Now my question here is: How can they apply CS if there are not even a real numbers?
Best Answer
I don't think application of C-S is the right approach, at least not directly. However, note the following (I changed your variable from $x$ to $t$ since I feel $x$ is used for two different meanings): $$A(t)+B(t)+C(t)=t^{-d/3}\sum_{k\in M}t^k.$$ If we replace $t$ by $\zeta_l=e^{\frac{2\pi i l}{n}}$, then it follows that $$A(\zeta_l)+B(\zeta_l)+C(\zeta_l)=0$$ for $l=1,2,\ldots,n-1$ (recalling that $M=\{1,2,\ldots,n\}$).

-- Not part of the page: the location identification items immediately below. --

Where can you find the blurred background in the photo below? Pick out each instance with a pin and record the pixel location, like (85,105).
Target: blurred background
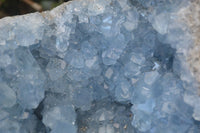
(19,7)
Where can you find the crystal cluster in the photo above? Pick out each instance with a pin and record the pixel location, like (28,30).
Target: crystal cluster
(98,66)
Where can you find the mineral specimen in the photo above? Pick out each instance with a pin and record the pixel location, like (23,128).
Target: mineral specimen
(101,66)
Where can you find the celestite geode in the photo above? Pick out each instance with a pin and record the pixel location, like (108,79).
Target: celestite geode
(101,66)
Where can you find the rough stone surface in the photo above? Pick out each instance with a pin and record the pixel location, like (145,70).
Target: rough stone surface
(102,66)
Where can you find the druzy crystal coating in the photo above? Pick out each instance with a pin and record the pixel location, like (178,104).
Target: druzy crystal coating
(98,66)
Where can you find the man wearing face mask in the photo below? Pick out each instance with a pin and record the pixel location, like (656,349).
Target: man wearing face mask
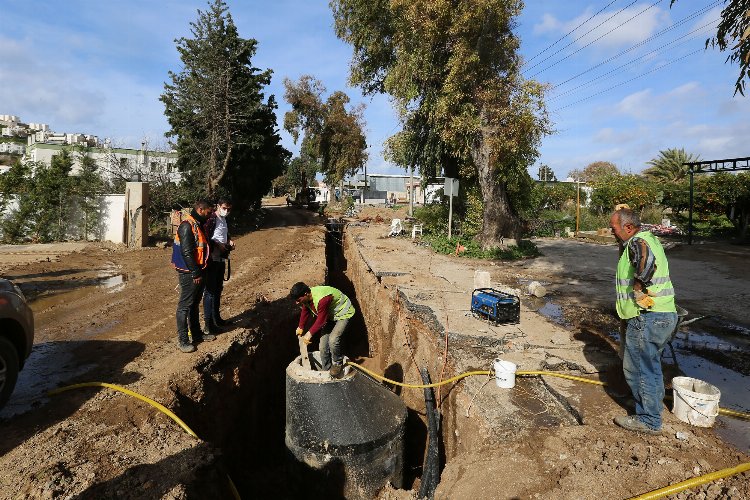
(217,232)
(190,254)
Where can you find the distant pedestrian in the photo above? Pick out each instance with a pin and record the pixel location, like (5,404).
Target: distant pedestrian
(217,232)
(332,310)
(645,299)
(190,253)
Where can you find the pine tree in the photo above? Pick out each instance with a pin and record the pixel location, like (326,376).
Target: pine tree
(226,135)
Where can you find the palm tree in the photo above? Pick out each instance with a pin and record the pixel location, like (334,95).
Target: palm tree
(668,166)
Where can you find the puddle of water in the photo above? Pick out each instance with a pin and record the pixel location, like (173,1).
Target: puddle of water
(49,364)
(547,308)
(734,386)
(49,294)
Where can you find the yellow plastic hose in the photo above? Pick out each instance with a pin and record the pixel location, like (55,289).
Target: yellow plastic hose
(530,373)
(418,386)
(669,490)
(691,483)
(150,401)
(734,413)
(561,375)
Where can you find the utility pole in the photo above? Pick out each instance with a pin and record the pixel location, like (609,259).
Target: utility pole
(411,193)
(578,204)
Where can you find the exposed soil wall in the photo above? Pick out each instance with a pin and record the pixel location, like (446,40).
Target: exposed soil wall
(403,338)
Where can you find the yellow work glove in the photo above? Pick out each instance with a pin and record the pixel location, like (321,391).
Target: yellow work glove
(644,300)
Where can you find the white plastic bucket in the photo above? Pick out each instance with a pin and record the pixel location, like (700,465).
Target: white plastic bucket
(695,401)
(505,373)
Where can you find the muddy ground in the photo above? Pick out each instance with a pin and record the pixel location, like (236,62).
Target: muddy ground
(106,314)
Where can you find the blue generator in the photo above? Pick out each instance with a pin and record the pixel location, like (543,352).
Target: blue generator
(498,307)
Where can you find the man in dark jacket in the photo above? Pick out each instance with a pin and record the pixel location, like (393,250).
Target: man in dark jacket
(190,253)
(217,232)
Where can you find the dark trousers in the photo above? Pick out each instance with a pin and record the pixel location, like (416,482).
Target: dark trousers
(212,296)
(188,308)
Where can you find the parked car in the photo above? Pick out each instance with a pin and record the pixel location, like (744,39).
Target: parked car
(16,336)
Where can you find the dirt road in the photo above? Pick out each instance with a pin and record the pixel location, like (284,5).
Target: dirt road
(106,314)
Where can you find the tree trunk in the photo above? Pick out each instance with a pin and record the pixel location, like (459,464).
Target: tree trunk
(500,225)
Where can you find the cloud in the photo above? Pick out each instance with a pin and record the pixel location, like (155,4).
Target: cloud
(636,105)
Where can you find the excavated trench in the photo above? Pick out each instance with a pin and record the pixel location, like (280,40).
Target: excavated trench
(244,389)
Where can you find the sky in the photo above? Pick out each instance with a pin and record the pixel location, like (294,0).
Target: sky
(627,78)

From the identity $$p^3+q^3+r^3-3pqr=(p+q+r)(p^2+q^2+r^2-qr-rp-pq),$$ it follows that $p^3+q^3+r^3=3pqr$ if $p+q+r=0$, and so $$\big(A(\zeta_l)\big)^3+\big(B(\zeta_l)\big)^3+\big(C(\zeta_l)\big)^3=3\cdot A(\zeta_l)\cdot B(\zeta_l)\cdot C(\zeta_l).$$ On the other hand, $$\big(A(\zeta_0)\big)^3+\big(B(\zeta_0)\big)^3+\big(C(\zeta_0)\big)^3=\big(A(1)\big)^3+\big(B(1)\big)^3+\big(C(1)\big)^3$$ satisfies $A(1),B(1),C(1)\geq 0$. Therefore, we can apply AM-GM (or C-S) to get $$\big(A(\zeta_0)\big)^3+\big(B(\zeta_0)\big)^3+\big(C(\zeta_0)\big)^3\geq 3\cdot A(1)\cdot B(1)\cdot C(1)=3\cdot A(\zeta_0)\cdot B(\zeta_0)\cdot C(\zeta_0).$$ Therefore, $$\sum_{l=0}^{n-1}\Big(\big(A(\zeta_l)\big)^3+\big(B(\zeta_l)\big)^3+\big(C(\zeta_l)\big)^3\Big)\geq \sum_{l=0}^{n-1}\Big(3\cdot A(\zeta_l)\cdot B(\zeta_l)\cdot C(\zeta_l)\Big),$$ which is equivalent to the required result.
Indeed, it can be shown that \begin{align}2|S_1|-|S_2|&=2\Big(\big(A(1)\big)^2+\big(B(1)\big)^2+\big(C(1)\big)^2-B(1)\cdot C(1)-C(1)\cdot A(1)-A(1)\cdot B(1)\Big)\\&=\big(B(1)-C(1)\big)^2+\big(C(1)-A(1)\big)^2+\big(A(1)-B(1)\big)^2.\end{align}